Distributed Computing

This week we are going to configure and implement some distributed applications in Hadoop. For this assignment, you’ll need a basic level of command line expertise, and you’ll need some Java Programming.

Single Node Install

To install Hadoop and HDFS on master running as a single node, you can follow the link below. I will indicate where/if I deviated from the instructions.

Single Node Instructions

I didn’t need to change anything, and if all works you should see hadoop spit out a ton of stuff when it runs, but no errors :) Be careful that the output directory doesn’t exist. Now what did we run? Well. We ran the grep (search) example using Hadoop. Before that we transferred files from our local directory onto HDFS, and then we ran a map-reduce job. Later, we’ll set up a development environment and see these things a little closer.

Cluster Setup

We are going to following the guidelines here. Setting up the cluster hadoop is not as automated as the single node installation. The link above is a gernal overview of what is needed. We are setting up a simple system where we have two slaves (server1 and server2), and everything else can be configured on the master. In production, we’d follow the Hadoop guidelines a little closer, but performance is not our priority.

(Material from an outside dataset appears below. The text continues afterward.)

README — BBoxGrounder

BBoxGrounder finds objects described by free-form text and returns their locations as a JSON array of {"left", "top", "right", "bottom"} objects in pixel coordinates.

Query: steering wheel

First, let’s copy our Hadoop installation to our shared directory: sudo cp -Rp /usr/local/hadoop/ /shared
Now ssh to each server (server1 and server2), and copy it to /usr/local/. i.e., sudo cp -Rp /shared/hadoop /usr/local
In the .bashrc file on master, server1, or server2 add the following:

export HADOOP_COMMON_HOME=/usr/local/hadoop
export HADOOP_MAPRED_HOME=$HADOOP_COMMON_HOME
export HADOOP_HDFS_HOME=$HADOOP_COMMON_HOME
export YARN_HOME=$HADOOP_COMMON_HOME
export PATH=$PATH:$HADOOP_COMMON_HOME/bin
export PATH=$PATH:$HADOOP_COMMON_HOME/sbin

If you want, you could setup a soft link to a shared .bashrc located in /shared, but that is up to you.

Configuration files

Now we are going to edit configuration files that are located in /usr/local/hadoop/etc/hadoop.

To get the configuration below working I had to change /etc/hosts on master. Specifically, I had to change

127.0.1.1 master

127.0.1.1 localhost

I had to do the same thing on server1 and server2.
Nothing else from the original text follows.